Reprogram thyself

In my view, which has been informed greatly over the last two years by activists of color, there is little actual difference between a person who holds oppressive ideals, and a person who simply ignores and aligns with oppressive ideals because they care about some other benefit more. In terms of impact and the policies, silent social contracts, and decisions we make as a society, there is no difference between the two other than the level of attention and reaction they garner.

I think the establishment lost because the establishment has so blatantly proven that it is, finally, finally finally, no longer a viable option for most people. The other side of that coin, is that half of us didn’t participate in the charade at all. Until 20 minutes before the polls closed, I was proudly going to be one of those people — and had I not chosen in the final hour to vote for Hillary as a means of harm reduction, I would still have been proud to divest.

While we mobilize to protect and resist against the wave of bigoted celebration from the known hatemongers in this country, who pose a very real and dire, life-and-death threat to so many people here, remember that social media is still media.

Remember that we know the people who believe in Trump are squeezed, poorly educated, hungry, and afraid. They have been burned. They want their country back, and they’ve been trained, even by a Black President — with his drone policies, continuation of the war on terror, his respectability politics and infantalizing of Black Lives Matter, his commitment to upholding a white supremacist heteropatriachy while tossing out scraps from the table, — to believe that the America they want back was taken from them by those of us with the least systemic power.

I read not long ago in my psychological geeking, that it is the false presumptions that we place effort into coming to on our own that are the hardest to peel away and replace with a more complete view. We will defend them, personalize them, blame others, distract ourselves, become confused, emotionally fall apart, when faced with information that challenges our hard-won beliefs.

If we are simply told something, and accept it as true, it is much easier for us to respond correctly to being confronted with clarifying information that invalidates that position. However, if we infer a notion, connect the dots ourselves, then our identity, intelligence, and cognitive validity come into play, and the resistance we feel to being wrong is much stronger. Especially when those beliefs center around our goodness and worth of ourselves and our alliances.

This is part of the reason why classism, sexism, racism, transphobia, are such stubborn and difficult viewpoints to break open.
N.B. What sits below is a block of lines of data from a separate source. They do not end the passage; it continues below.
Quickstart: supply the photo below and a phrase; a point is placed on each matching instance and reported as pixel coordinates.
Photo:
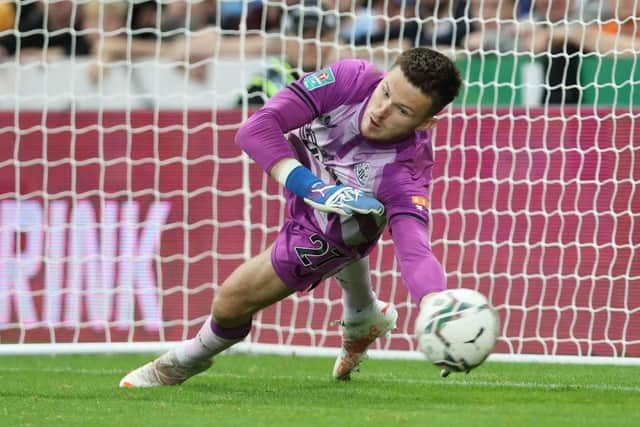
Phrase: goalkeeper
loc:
(358, 156)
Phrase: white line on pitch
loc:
(444, 382)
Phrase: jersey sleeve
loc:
(404, 192)
(421, 271)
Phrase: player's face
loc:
(396, 109)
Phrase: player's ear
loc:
(428, 123)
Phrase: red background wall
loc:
(538, 209)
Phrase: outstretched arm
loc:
(421, 271)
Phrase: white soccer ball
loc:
(457, 329)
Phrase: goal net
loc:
(124, 202)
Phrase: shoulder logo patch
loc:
(363, 171)
(420, 202)
(319, 79)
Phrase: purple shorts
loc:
(303, 257)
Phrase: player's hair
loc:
(433, 73)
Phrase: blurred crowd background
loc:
(302, 36)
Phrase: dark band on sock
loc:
(236, 333)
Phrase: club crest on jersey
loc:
(319, 79)
(363, 172)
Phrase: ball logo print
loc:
(457, 330)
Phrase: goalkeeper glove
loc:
(340, 199)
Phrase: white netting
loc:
(124, 202)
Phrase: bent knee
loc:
(229, 311)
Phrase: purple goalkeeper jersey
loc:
(321, 113)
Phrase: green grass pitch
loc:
(257, 390)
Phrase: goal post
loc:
(125, 203)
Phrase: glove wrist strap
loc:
(300, 180)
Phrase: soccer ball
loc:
(457, 330)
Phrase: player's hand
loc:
(343, 200)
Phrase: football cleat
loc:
(357, 337)
(165, 370)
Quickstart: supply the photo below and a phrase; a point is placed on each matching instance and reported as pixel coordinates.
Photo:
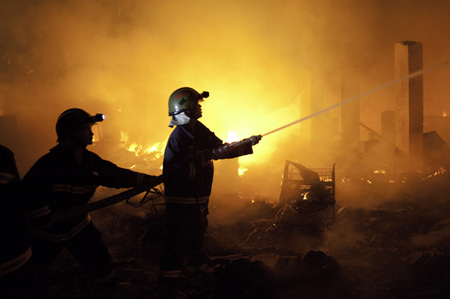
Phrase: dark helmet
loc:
(183, 99)
(72, 119)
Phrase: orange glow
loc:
(157, 149)
(242, 171)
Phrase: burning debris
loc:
(396, 247)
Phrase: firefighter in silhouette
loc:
(188, 171)
(15, 251)
(67, 177)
They are confirmed and validated subconsciously, all around us, in every moment of every day. Including in the righteous wave of indignation and shock that has spread since the election, and the scary stories of isolated hate crimes that have occurred since the veil was so unflinchingly raised when Trump won.

I am certainly not saying that there is not every reason to be paying attention, to be sharpening our skills, to be planning and organizing and ready for another escalation of a very, very long fight. And I am definitely not saying that to feel, to be numb, to recognize our collective despair, is in any way the wrong thing to do or to be. We all have our own valid experience of this mess.

What I -am- saying: Also pay attention, to what you are being told to pay attention to.